Two factors affect the strength of an organizational culture: the number of employees and
geographic dispersion. Small work forces and more localized operations contribute to the
development of strong cultures because beliefs and values easily develop and become
shared. These characteristics are not essential for a strong culture, however. With 10,000
restaurants spread around the world, from Illinois to Yugoslavia to Russia, McDonald's
clearly employs a large number of people and is very dispersed.

Nevertheless, it enjoys a strong organizational culture. Similarly, Nordstrom's, a


department store chain from the Northwest that is expanding nationally, has cultivated a
strong culture based on customer service. According to one story about the chain,
"Salespeople have paid parking tickets for customers unable to find legal spots, delivered
purchases to customers' homes on Christmas Eve and lent a few dollars to customers who
have found themselves short at the cash register." The result was a tenfold growth in sales
in the 1980s and a jump in size from 15 stores to 42.

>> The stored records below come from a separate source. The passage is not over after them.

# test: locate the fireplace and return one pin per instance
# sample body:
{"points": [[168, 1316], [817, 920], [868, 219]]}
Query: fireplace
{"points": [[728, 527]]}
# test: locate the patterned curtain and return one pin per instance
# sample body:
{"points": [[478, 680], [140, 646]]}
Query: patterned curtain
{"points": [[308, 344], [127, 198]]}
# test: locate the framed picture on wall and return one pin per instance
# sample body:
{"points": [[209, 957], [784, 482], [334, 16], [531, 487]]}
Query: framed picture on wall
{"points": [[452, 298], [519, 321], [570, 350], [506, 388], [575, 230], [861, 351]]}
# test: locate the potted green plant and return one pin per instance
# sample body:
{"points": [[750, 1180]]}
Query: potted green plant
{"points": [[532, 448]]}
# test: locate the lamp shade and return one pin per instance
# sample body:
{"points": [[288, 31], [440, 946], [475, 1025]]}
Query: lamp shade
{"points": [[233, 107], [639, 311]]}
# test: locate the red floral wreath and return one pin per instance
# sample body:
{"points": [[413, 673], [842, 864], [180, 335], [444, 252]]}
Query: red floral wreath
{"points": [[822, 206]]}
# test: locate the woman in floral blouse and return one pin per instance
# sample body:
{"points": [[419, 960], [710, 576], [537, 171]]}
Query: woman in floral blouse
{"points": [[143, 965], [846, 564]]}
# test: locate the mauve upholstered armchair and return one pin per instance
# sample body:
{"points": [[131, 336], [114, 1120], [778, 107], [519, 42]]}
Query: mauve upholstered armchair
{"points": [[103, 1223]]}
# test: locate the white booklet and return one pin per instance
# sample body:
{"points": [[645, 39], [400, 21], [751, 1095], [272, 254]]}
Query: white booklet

Strong cultures are not always desirable. There appear to be organizational conditions
that do not necessarily warrant them. If one looks at organizations as mechanisms for
governing transaction costs (the organization requires something of the employee, who in
turn benefits from the organization), there are three ways to manage those transaction
costs. Whichever method is used to mediate costs, it must be viewed as equitable to
everyone.

The first two mechanisms, the marketplace and bureaucracy, are used under conditions of
fairly low uncertainty and complexity. The market form, appropriate in competitive
situations, manages transaction costs with a price mechanism. Contracts are made and
kept between parties at a "fair" price so that competitors won't take over the business.
Bureaucracy creates the appearance of equity by creating an employment contract,
whereby employees contract to receive wages and in turn submit to supervision, which is
designed to reduce uncertainty and monitor employee performance. A hallmark of
bureaucracy is the simplification of complex tasks into discrete, easily monitored
activities. The bureaucracy uses the mechanism of rules or standards of behavior; as long
as uncertainty is low, the rules in place can guide behavior.

When uncertainty or complexity increases, these mechanisms do not work. A third


mechanism, a clan or culture, then becomes viable. The clan is a culturally homogeneous
organization in which members share a common set of values, objectives, and beliefs;
this common core empowers them to act with greater flexibility in a fluid situation. This
approach addresses the social exchange problem quite differently than either the
marketplace or bureaucracy method: it socializes parties to the exchange in such a way
that all participants see their objectives in the exchange as congruent. Clans require a
tremendous amount of group process activity.